Docente: Ilonka Dilvânio de Assis e Costa PhD

Universidade Agostinho Neto


Faculdade de Ciências Sociais

Luanda
2023
INTRODUÇÃO

Como trabalho avaliativo para o módulo «problemas políticos contemporâneos» do curso


de Mestrado em Ciência Política e Administração Pública da Faculdade de Ciências Sociais
da Universidade Agostinho Neto, cujo docente é o Doutor Ilonka Dilvânio de Assis e Costa.
Apresentamos neste trabalho, uma recensão crítica do artigo «O ocidente visto pelo
mundo» de autoria do Sociólogo português, Boaventura de Sousa Santos, segundo o
seu site de internet¹, o autor de vários livros e numerosos artigos sobre sociologia política,
sociologia do direito, epistemologia, movimentos sociais, globalização etc. Onde podemos
destacar «a transição em Angola» publicada a 1 de Agosto de 2008. O artigo sobre o qual
realizamos esta recensão crítica, foi publicado pelo jornal português Diário de Notícias a 05
de Março de 2023, contendo originalmente 3 páginas. Com uma visão menos apaixonada
e mais criticamente construtiva do ocidente, neste artigo, Boaventura apresenta uma
alternativa a percepção ocidental dos problemas mundiais contemporâneos, alertando
sobre as transformações sociais que o ocidente, e em particular a Europa, devem aceitar
nas novas relações com o mundo. Tendo em conta o que a imprensa europeia e demais
ocidentais veiculam sobre o relacionamento do ocidente com o resto do mundo, baseado
quase sempre em uma visão eurocêntrica ou mesmo «ocidencentrica»², o autor destaca-
se pela sua frontalidade, realismo e crítica construtiva. Sua reconhecida originalidade,
objectividade e pragmatismo, incluso lhe valeram inúmeros prémios e reconhecimentos a
nível europeu e mundial, em referência o título de Doutor Honoris Causa em várias
Universidades na Europa e nas Américas.

Em livros, colunas de jornais e revistas e demais artigos de opinião, feito por autores
ocidentais, é comum encontrar reproduções e reafirmações das políticas voltadas para o
domínio incessante do ocidente e a subjugação do resto do mundo aos seus ideais, com a
chamada ocidentalização.

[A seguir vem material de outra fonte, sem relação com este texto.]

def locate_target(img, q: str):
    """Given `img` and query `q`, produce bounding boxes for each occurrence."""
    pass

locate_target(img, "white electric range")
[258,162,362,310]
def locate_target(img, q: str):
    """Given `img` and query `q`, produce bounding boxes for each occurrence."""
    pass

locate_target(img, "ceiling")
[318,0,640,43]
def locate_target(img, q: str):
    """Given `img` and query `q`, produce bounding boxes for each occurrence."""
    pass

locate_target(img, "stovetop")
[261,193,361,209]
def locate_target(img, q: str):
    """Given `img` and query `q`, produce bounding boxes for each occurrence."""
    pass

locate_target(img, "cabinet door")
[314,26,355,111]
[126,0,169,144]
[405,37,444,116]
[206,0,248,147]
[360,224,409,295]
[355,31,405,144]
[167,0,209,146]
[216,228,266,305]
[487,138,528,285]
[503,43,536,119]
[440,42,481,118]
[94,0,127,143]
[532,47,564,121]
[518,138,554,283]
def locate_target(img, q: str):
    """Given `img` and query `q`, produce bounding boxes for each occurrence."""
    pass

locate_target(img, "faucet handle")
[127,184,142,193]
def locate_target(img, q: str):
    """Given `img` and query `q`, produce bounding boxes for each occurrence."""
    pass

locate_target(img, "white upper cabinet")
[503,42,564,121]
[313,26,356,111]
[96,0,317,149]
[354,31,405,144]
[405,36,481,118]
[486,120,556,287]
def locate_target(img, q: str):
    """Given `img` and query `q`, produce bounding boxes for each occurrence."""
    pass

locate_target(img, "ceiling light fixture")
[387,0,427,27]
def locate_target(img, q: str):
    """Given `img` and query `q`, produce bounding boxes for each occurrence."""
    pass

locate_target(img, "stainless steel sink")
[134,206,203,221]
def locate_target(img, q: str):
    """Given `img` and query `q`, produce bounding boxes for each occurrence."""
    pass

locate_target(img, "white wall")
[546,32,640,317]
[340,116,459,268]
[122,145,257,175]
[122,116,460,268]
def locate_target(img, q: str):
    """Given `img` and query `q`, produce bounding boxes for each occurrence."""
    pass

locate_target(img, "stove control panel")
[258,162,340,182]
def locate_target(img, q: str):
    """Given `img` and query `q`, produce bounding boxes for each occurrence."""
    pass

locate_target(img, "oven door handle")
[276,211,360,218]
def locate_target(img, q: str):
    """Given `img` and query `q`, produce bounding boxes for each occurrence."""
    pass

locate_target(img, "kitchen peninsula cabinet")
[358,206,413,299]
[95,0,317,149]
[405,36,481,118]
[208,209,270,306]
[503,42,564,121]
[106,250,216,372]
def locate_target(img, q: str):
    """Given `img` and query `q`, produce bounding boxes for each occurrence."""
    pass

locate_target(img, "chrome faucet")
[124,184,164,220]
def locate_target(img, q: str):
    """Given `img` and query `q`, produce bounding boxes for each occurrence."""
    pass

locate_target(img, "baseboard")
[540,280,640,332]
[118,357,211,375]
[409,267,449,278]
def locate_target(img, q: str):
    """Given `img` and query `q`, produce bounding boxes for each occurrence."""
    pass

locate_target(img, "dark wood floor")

Propaga-se incessantemente a ideia de que, tem o mundo que
aprender e seguir o exemplo do ocidente. Como de costume em suas obras, Boaventura
Santos, reforça neste artigo, a tese de que, a dinâmica dos novos tempos exige uma postura
diferente do ocidente face ao seu relacionamento com o resto do mundo, e propõe que seja
a Europa a começar a aprender com o mundo.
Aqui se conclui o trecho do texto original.